The application for a loan usually asks for the current place of residence. This is important for a Swiss loan. This type of loan requires a permanent residence in Germany. In this context, it must also be stated how long the borrower has been registered at the current place of residence. Further information relates to the housing situation – if there is a partner in the household or the applicant is married or in a partnership, the income of the applicant and their partner is queried. It is rarely possible to successfully complete the application without this information. Another point deals with information about the profession. Which position is held where? How long has the employment relationship existed? Employer contact details can also be relevant.
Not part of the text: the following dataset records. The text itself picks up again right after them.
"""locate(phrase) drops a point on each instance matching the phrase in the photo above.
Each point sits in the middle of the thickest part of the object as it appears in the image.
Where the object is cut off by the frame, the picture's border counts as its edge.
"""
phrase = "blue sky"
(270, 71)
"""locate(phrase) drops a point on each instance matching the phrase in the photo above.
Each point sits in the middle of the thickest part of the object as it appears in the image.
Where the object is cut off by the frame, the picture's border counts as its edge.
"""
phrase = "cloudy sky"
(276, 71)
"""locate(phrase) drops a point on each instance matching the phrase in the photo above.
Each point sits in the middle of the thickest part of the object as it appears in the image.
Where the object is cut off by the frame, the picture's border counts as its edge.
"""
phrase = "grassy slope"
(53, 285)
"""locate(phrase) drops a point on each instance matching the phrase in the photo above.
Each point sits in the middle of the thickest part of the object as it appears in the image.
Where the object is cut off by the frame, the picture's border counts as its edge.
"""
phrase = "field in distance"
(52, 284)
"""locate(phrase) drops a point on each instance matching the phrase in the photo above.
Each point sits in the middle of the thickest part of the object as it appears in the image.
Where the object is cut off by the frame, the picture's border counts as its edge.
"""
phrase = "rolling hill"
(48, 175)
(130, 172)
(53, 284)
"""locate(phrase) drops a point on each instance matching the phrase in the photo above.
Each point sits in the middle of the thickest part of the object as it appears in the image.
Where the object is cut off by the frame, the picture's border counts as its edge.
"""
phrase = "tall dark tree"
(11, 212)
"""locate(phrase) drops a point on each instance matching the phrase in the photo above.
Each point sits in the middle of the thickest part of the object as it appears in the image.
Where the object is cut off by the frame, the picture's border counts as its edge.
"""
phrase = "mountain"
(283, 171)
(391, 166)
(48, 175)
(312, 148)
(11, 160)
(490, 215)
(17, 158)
3. Contact by the loan broker

Once the form is fully completed, it is sent to the broker for an initial review. As soon as the broker has reviewed the request, they contact the applicant. Good brokers work very quickly. Within a few hours or days, an employee contacts the applicant. This may be a phone call or an e-mail. A consultation appointment is usually arranged by e-mail.

During the conversation, it quickly becomes clear whether the broker is acting in the best interest of the borrower. A good broker questions the current financial situation in order to rule out a classic installment loan in Germany. Often the situation is less hopeless than the borrower thinks. If this is the case, the brokers can advise the consumer on a suitable product from the German financial market. In a joint conversation, consumers can find out whether they trust the financial broker. It is important to establish personal contact with mutual understanding. Only in this way can the customer and the broker jointly make a good financial decision.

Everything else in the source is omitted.